Since 1 January 2024 there is a deduction of 50% for siblings ( not including in-laws).

 

In Cantabria there are peculiarities related to the reduction of value of the house which has been the habitual residence of the deceased and in the acquisition of an individual enterprise, professional business or share in a company.

Since 1.1.2018 the reduction for the acquisition of the house, which was the habitual residence of the deceased, has been downgraded to 95% of its value ( 99% before) with a limit in the reduction of 125.000 € for each tax payer.

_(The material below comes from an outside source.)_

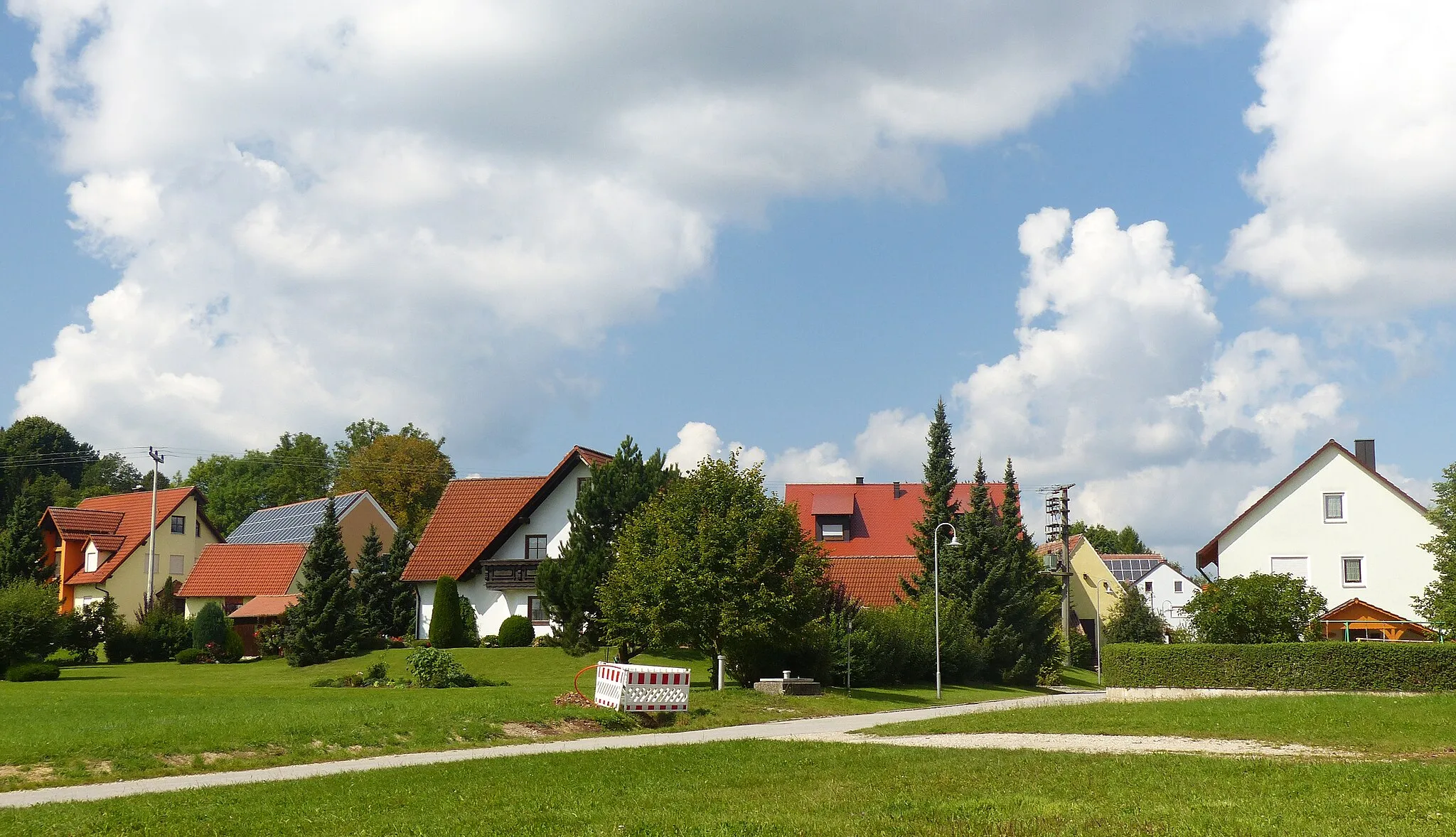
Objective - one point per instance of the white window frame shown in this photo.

Remember that this reduction applies only to the tax duties of the spouse or registered unmarried partner, descendants or ascendants of the deceased

SINCE THE FIRST OF JANUARY 2018

There is a new reduction of 25.000 € in the acquisitions by siblings.

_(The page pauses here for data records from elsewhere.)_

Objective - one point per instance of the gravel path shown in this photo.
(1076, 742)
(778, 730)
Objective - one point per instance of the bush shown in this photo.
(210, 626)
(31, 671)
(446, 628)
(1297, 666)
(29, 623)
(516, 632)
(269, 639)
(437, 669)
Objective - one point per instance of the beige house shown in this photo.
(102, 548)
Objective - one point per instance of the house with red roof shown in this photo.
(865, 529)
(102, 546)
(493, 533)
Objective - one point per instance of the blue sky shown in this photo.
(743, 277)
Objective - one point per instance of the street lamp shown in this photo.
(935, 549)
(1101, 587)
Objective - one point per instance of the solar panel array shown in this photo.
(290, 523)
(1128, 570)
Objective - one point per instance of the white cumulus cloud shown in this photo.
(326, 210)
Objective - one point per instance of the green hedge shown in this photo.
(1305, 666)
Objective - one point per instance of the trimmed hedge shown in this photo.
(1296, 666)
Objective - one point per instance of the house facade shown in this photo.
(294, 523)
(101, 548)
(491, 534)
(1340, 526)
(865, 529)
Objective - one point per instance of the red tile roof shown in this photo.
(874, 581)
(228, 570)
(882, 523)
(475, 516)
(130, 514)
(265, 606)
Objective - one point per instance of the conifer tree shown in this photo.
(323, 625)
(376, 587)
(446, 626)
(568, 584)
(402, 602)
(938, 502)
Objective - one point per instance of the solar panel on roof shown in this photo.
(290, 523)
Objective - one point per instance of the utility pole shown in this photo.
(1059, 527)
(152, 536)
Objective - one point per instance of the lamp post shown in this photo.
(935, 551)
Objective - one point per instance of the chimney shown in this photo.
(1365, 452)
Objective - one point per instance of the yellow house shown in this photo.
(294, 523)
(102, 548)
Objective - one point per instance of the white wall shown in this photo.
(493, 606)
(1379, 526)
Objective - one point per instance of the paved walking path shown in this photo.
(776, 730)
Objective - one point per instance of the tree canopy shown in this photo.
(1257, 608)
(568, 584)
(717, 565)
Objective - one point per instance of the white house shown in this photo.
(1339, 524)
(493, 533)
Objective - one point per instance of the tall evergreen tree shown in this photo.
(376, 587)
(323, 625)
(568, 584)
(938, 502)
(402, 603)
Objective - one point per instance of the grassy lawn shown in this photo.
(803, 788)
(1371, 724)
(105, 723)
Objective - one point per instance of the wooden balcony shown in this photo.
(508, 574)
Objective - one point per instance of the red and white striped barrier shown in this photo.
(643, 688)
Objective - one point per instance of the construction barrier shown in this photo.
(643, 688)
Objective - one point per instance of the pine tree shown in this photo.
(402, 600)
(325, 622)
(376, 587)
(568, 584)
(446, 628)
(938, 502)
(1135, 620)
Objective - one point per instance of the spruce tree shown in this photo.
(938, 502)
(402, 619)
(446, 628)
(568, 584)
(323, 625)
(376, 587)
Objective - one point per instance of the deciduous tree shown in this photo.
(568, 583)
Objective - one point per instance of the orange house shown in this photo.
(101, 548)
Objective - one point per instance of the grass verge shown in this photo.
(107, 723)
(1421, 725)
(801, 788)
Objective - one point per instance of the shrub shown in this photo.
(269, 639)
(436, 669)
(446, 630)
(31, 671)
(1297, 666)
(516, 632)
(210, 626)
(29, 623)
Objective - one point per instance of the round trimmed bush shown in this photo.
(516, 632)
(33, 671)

The tutor ( legal guardian) is considered among the group II, ascendants and descendants over 21 even in the case the legal guardian is unrelated.

The reduction in the life insurance has a limit of 50.000 € for each tax payer.

The reduction in the value of the house which was the habitual residence is cut to 95% with a limit of 125.000 for each tax payer.

For acquisitions by a married or unmarried partner the first 250.000 are taxed at 0% and the rest 0.8%

For acquisitions by ascendants or descendants which were previously taxed at 0.8%, since the 1.1.2018 are taxed according to a scale which is in the calculator.

The amount to be paid (cuota) is reduced for ascendants, descendants and spouse by 100% if the acquisition is under 100.000 € or by 90% if the acquisition is over 100.000 €.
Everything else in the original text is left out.